Wednesday, July 27, 2011

In Which Taco Salad Makes Me Rage About Unrelated Issues

Dinner last night. You can't go wrong with taco salad. You just can't. It's an irrefutable fact. If you don't like taco salad, I'm willing to bet you find Two and a Half Men funny, and you do not understand the definition of Communism. You are what is wrong with this country. Just so you know.

Normally, I would say that you should try your best to eat grass fed, local meat as much as you can. Because apparently, it's the right thing to do. But when it comes to making tacos? You need to buy the 75% to 80% lean, saran-wrapped mound 'o ground, found in your grocer's refrigerated meat section. You need some grease up in this piece.

I don't really care for the pre-mixed packets of taco seasoning that are out there. I make a quick blend of onion powder, garlic powder, cumin, chili powder, cayenne pepper, and salt and pepper to taste. It's easy enough to do it yourself, and I find that the pre-packaged stuff is too heavy on the cumin for my taste. I also find Community to be well-written and hilarious, and it received zero Emmy nominations.

I like to use Romaine lettuce in my taco salad. It's crunchy and is heartier than Iceberg, and I like the way it chops up. I recommend using Rio Rancho Tostada Bowls.
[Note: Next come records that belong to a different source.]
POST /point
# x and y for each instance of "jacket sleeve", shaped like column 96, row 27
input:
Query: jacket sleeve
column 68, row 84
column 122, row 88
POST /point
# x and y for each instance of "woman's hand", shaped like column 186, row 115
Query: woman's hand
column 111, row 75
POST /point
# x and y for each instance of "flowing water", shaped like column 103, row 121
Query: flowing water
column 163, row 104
They did not pay me or otherwise reward me for endorsing their product, I just find them to be tasty and they are readily available at Wal-Mart.
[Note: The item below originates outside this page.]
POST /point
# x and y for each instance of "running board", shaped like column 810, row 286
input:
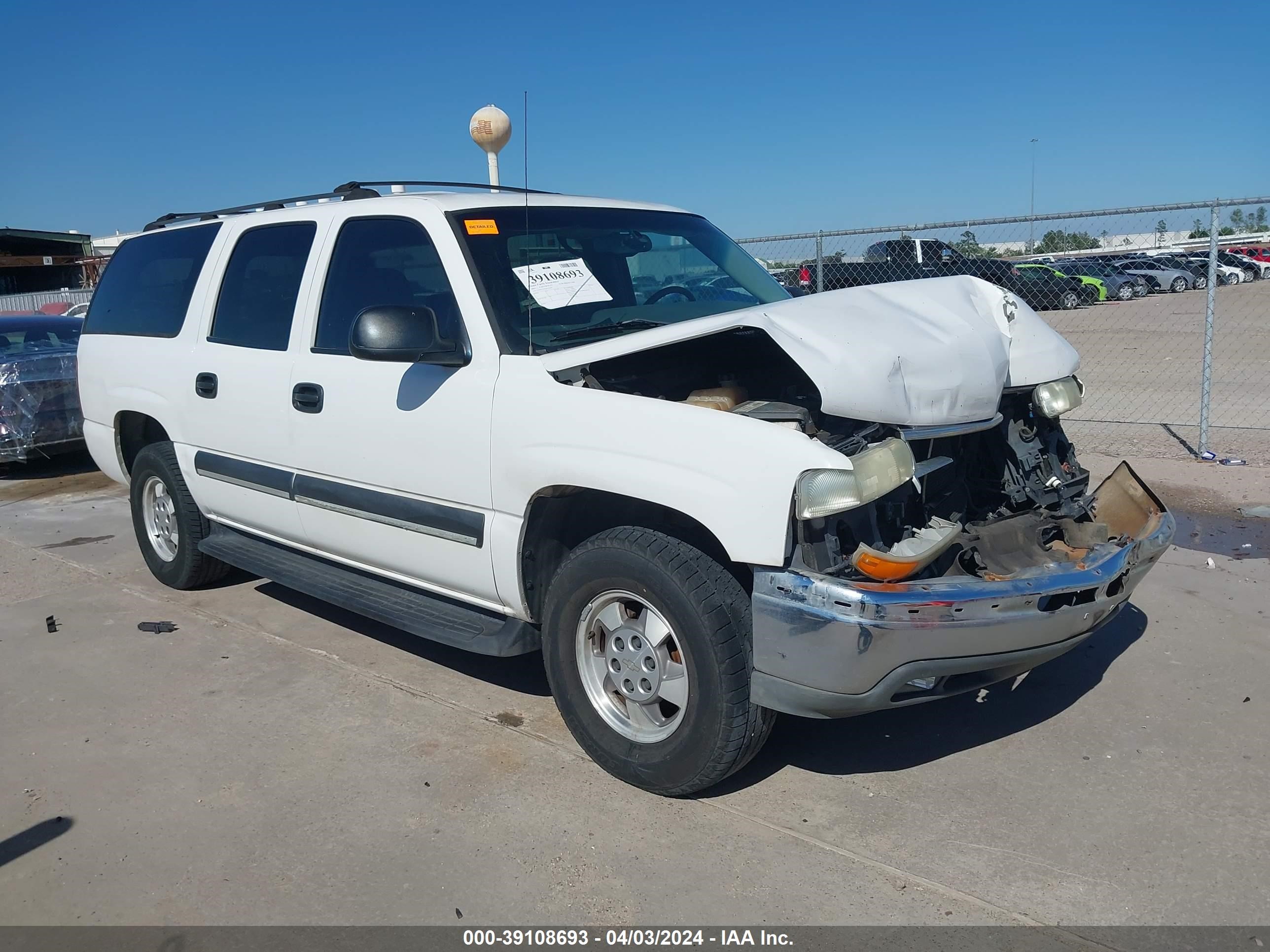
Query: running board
column 394, row 603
DAN HARMON IS A GENIUS YOU GUYS. But you're reading a recipe for taco salad. So you know this.

So. Throw some chopped Romaine in your taco bowl, then top with a few scoops of meat. Add some shredded cheese (I used a Monterey Jack blend) and whatever else you like. I topped with salsa and sour cream. Normally, I would add some black olives, but I'm clinging to the last two cans of black olives in our pantry in case this whole debt ceiling thing doesn't get resolved and we are forced to live off of whatever non-perishables we already have on hand. THREE CHEERS FOR DEMOCRACY, AMIRITE.


YOU CAN TAKE MY FREEDOM, BUT YOU CAN'T TAKE MY TACO SALAD. WELL, ACTUALLY YOU CAN TAKE MY TACO SALAD IN THE FORM OF TAX INCREASES AND INTEREST RATE HIKES. WELP.